Today! Speaking of today, today is my father’s birthday so let’s all wish a hearty birthday wish to Bob Wolverton. You may have to speak up, he’s getting old. And before you all riot in the streets, I did bring a camera to Peru. I have been taking pictures of Peru. I have been taking pictures in Peru. In our volunteer sites, we aren’t supposed to take photos. If you go to the website of where I work (http://www.inabif.gob.pe/) you’ll even find some of the photos have blurred out the faces. I’m not entirely sure why. I’ve heard that since these kids aren’t coming from very good homes that some people could actually be hiding from other people. I don’t know the reason. It’s for their safety. So we aren’t supposed to take photos. However, the volunteer I work with that’s been here for 7 weeks now has taken at least a hundred photos of the children he told me. What I’m trying to say is that I don’t think anyone would have batted an eye, if at the very least, I took out my phone and starting taking some snapshots. Why today you ask? Why not every day? Well for one, I’m not sure how many photos one would want to see of a frustrated me trying to get kids to hurry up and stop playing around in the bathroom. They are very enamored with buckets. I’m not meaning to ramble on and on about what I wish I could have taken photos Tof without doing so. Today, we had another fiesta. The second fiesta in two weeks! From what I gathered, a local high school (apparently a more affluent one) did a toy and food drive to help the less fortunate children of El Salvador. I’m talking every single kid here got a toy. There were Barbies (or the equivalent that thereof), monster trucks, dinosaurs, action figures, baby dolls, Hello Kitty, race cars, you name it and a kid probably was lucky to get it. They even had bags of canned and dry foods for the children to take home to their parents.  [I should add here that I had written another 500 words and it magically up and deleted itself. I’ll try to capture the tone I had going there.]

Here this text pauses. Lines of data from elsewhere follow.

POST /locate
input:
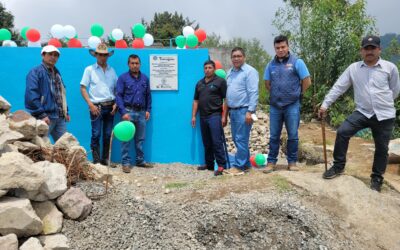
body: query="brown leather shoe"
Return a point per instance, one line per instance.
(126, 169)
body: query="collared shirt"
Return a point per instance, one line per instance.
(375, 88)
(101, 83)
(133, 92)
(242, 87)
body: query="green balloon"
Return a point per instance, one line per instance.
(23, 32)
(97, 30)
(5, 34)
(192, 40)
(221, 73)
(180, 41)
(260, 159)
(139, 30)
(124, 131)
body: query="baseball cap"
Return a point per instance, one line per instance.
(50, 48)
(371, 41)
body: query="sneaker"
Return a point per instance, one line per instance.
(269, 168)
(332, 172)
(126, 169)
(376, 184)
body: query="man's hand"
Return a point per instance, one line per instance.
(126, 117)
(94, 109)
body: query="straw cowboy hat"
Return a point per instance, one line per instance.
(101, 49)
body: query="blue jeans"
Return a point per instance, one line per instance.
(290, 115)
(211, 133)
(240, 134)
(139, 119)
(103, 122)
(57, 128)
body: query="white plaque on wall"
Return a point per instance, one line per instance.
(164, 72)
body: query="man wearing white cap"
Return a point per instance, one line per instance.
(45, 95)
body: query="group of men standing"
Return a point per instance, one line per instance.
(375, 82)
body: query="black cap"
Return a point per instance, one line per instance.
(371, 41)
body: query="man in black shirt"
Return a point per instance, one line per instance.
(209, 98)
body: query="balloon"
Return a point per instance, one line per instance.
(138, 30)
(221, 73)
(180, 41)
(23, 32)
(74, 43)
(9, 43)
(188, 30)
(252, 161)
(121, 44)
(148, 39)
(260, 159)
(5, 34)
(55, 42)
(218, 64)
(201, 35)
(97, 30)
(192, 41)
(138, 43)
(124, 131)
(57, 31)
(93, 42)
(33, 35)
(117, 34)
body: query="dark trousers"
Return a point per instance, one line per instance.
(102, 123)
(211, 133)
(381, 132)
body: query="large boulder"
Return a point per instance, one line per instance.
(18, 171)
(54, 185)
(17, 216)
(31, 244)
(52, 218)
(54, 242)
(75, 204)
(9, 242)
(24, 123)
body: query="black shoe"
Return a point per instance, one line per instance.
(376, 184)
(332, 172)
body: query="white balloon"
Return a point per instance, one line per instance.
(93, 42)
(117, 34)
(148, 39)
(9, 43)
(187, 31)
(57, 31)
(34, 44)
(69, 31)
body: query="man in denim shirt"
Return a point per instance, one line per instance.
(134, 104)
(100, 79)
(45, 96)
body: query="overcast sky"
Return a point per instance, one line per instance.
(228, 18)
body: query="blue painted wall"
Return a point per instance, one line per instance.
(169, 136)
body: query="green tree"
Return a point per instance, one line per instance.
(326, 34)
(166, 26)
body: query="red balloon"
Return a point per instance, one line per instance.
(138, 43)
(55, 42)
(121, 44)
(74, 43)
(201, 35)
(253, 161)
(218, 64)
(33, 35)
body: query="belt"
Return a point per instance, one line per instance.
(104, 104)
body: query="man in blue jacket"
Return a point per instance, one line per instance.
(286, 78)
(133, 99)
(45, 95)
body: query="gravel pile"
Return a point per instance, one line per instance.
(130, 219)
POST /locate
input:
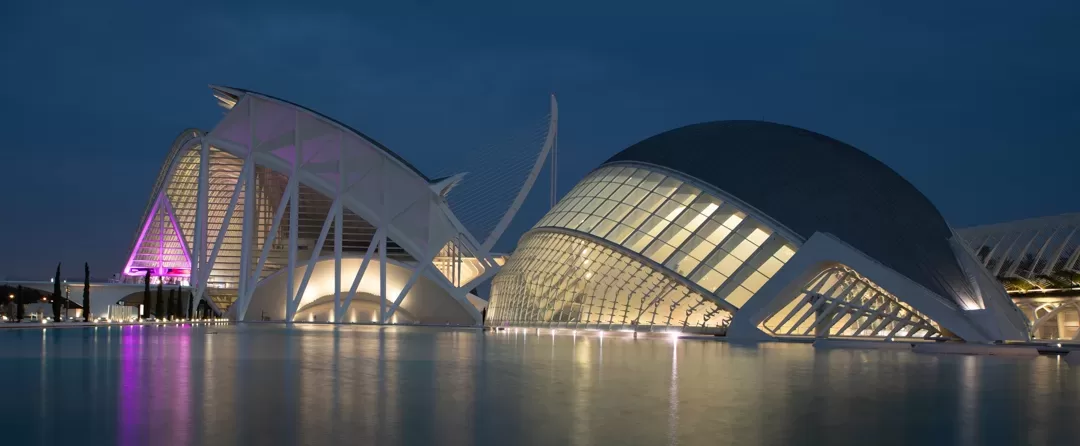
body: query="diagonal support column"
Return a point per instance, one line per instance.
(335, 207)
(372, 247)
(275, 224)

I don’t know the living situation of the children that I work with. What I do know is that the district I’m in barely has paved roads. I can’t say with certainty if this is the only Christmas gift they’ll see all year or not. What I can say is that it was just a magical moment. To see children rip open a wrapped package and to see the look of glee upon their tiny faces. It’s a moment that you cherish until reality comes crashing down when you get punched in the genitals for just touching one of their toys to admire it. Still, it was good times and I’m glad I’m getting to take part in all of these big events. Especially since I barely have a grasp of the language, I can just smile real big and point at things and say Muy Bueno and hope for the best. It seems to work. They care about the toys more than me anyway. So it goes.

Stray Thoughts:

  • For seven dollars or less, I can get all my laundry folded and washed for me! I think that’s totally a good deal. I also realized that my bill was 3x larger than anyone else. What can I say? Style is heavy.

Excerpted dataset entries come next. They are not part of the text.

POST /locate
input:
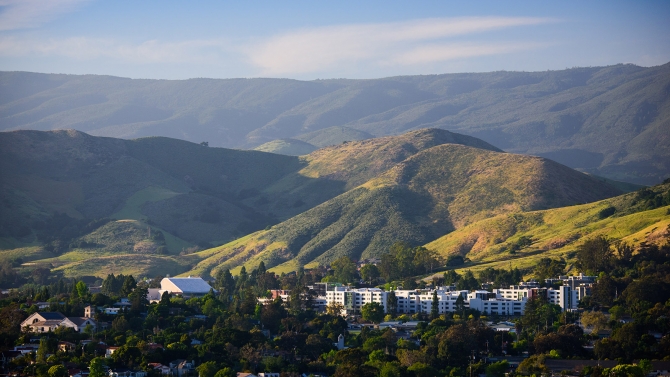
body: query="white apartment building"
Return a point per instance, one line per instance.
(354, 299)
(564, 296)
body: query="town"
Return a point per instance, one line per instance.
(304, 323)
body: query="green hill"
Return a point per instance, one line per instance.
(189, 190)
(642, 216)
(56, 184)
(610, 121)
(331, 171)
(432, 192)
(333, 136)
(290, 147)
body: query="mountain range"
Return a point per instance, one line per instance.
(87, 205)
(609, 121)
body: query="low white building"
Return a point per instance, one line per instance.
(185, 287)
(510, 301)
(354, 299)
(41, 322)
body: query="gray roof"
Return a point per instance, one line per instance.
(191, 285)
(51, 315)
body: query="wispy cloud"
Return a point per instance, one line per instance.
(400, 43)
(302, 53)
(22, 14)
(81, 48)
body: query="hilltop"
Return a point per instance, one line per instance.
(634, 218)
(61, 188)
(435, 191)
(609, 121)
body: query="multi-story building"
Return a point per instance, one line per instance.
(354, 299)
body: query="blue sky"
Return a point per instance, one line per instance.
(315, 39)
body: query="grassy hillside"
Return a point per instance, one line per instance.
(432, 192)
(332, 171)
(290, 147)
(642, 216)
(610, 121)
(189, 190)
(333, 136)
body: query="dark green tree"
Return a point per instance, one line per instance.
(128, 285)
(373, 312)
(435, 306)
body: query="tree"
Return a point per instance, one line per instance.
(435, 306)
(497, 369)
(373, 312)
(335, 308)
(451, 277)
(468, 282)
(226, 372)
(595, 320)
(207, 369)
(548, 268)
(594, 255)
(138, 299)
(96, 369)
(392, 303)
(82, 289)
(58, 371)
(425, 260)
(128, 285)
(42, 351)
(369, 273)
(344, 270)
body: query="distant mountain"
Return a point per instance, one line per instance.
(610, 121)
(55, 184)
(634, 218)
(189, 190)
(289, 147)
(430, 193)
(333, 136)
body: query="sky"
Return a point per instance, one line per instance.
(310, 40)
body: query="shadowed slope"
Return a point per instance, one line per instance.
(433, 192)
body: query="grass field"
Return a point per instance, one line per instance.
(137, 265)
(132, 209)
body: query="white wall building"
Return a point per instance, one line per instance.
(185, 287)
(354, 299)
(510, 301)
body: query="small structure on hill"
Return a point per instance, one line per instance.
(185, 287)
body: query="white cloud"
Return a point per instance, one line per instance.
(326, 48)
(82, 48)
(345, 48)
(439, 53)
(22, 14)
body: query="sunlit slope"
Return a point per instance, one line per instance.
(421, 198)
(289, 147)
(331, 171)
(558, 232)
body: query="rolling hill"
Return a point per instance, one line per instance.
(435, 191)
(609, 121)
(290, 147)
(56, 185)
(642, 216)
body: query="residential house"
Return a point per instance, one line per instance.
(122, 372)
(41, 322)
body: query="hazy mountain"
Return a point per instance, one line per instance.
(290, 147)
(428, 194)
(195, 193)
(634, 218)
(610, 121)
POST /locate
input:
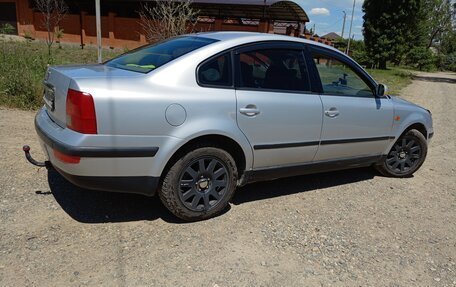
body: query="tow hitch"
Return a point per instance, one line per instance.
(26, 149)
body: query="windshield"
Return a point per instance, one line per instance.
(148, 58)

  • Don’t worry, I’ll have Christmas cards for everyone. Isn’t Christmas in July still a thing? After watching one person try and fail recently to send a package internationally I’m not sure if it’s worth all the trouble until I have a translator that just follows me around or I become fluent. I’m not sure if any of those are happening in the near future. I am getting small knick knacks and things here and there that I will divvy up as gifts eventually. I’ll just have used them for 6 months and hope no one notices when I bequeath them as “gifts.”

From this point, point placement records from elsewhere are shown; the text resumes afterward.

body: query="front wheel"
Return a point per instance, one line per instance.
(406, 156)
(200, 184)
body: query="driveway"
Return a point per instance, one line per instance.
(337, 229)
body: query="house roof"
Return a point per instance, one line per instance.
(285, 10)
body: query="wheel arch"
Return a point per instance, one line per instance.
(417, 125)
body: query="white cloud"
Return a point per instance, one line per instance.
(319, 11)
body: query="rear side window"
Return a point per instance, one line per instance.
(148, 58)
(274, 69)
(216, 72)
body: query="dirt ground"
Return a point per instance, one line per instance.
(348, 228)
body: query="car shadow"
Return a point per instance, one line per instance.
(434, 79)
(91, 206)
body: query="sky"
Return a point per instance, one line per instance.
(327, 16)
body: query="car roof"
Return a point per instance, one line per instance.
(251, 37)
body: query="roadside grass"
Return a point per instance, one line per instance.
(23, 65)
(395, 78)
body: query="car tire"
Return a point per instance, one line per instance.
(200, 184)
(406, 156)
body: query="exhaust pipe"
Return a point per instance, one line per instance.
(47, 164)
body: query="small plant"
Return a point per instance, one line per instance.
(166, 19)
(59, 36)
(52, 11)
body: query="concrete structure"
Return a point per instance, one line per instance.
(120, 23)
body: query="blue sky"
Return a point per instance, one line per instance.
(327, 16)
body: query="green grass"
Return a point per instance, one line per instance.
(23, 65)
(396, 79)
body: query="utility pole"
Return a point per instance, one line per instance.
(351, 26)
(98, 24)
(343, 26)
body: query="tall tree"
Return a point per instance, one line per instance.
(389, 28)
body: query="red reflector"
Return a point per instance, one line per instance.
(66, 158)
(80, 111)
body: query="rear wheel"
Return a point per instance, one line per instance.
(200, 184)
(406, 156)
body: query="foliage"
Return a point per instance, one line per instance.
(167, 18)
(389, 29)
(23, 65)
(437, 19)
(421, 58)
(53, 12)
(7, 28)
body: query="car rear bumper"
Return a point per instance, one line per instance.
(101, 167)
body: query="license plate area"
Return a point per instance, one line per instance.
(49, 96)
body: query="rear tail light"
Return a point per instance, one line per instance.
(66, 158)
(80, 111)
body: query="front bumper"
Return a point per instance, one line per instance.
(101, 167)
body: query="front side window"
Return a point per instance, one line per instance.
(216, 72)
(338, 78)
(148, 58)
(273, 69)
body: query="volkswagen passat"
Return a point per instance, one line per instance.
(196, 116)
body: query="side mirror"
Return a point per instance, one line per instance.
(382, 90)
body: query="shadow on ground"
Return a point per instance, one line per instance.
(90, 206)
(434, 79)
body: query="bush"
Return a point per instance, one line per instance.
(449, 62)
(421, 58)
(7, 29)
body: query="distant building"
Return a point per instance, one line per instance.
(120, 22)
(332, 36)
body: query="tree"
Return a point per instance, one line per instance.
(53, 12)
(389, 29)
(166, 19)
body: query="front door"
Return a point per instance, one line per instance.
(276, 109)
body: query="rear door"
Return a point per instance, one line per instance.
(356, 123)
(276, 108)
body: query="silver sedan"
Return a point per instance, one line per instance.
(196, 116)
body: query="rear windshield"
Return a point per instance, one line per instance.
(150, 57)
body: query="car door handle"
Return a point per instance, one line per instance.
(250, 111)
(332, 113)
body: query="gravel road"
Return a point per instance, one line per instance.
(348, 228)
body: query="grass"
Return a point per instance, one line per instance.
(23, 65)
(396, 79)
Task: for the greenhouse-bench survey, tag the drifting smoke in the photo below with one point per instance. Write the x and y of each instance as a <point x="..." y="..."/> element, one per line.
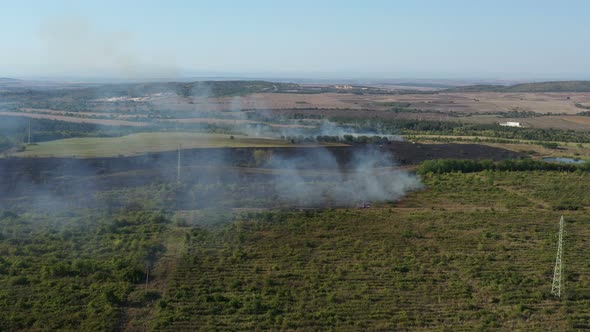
<point x="369" y="175"/>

  • Coca-Cola seems to have cornered the market on Peru. Even the water here is distributed by them. I did plan on mentioning that earlier because lo and behold, I saw my first Pepsi truck today. Compared to the 40+ Coke ones it doesn’t seem to be but a drop in the bucket but look out. The competition is real.
  • Coming up this week: Archaeological museums, a journalist in Peru guest speaker, more Spanish lessons, a farewell to the Pharma family, and much much more.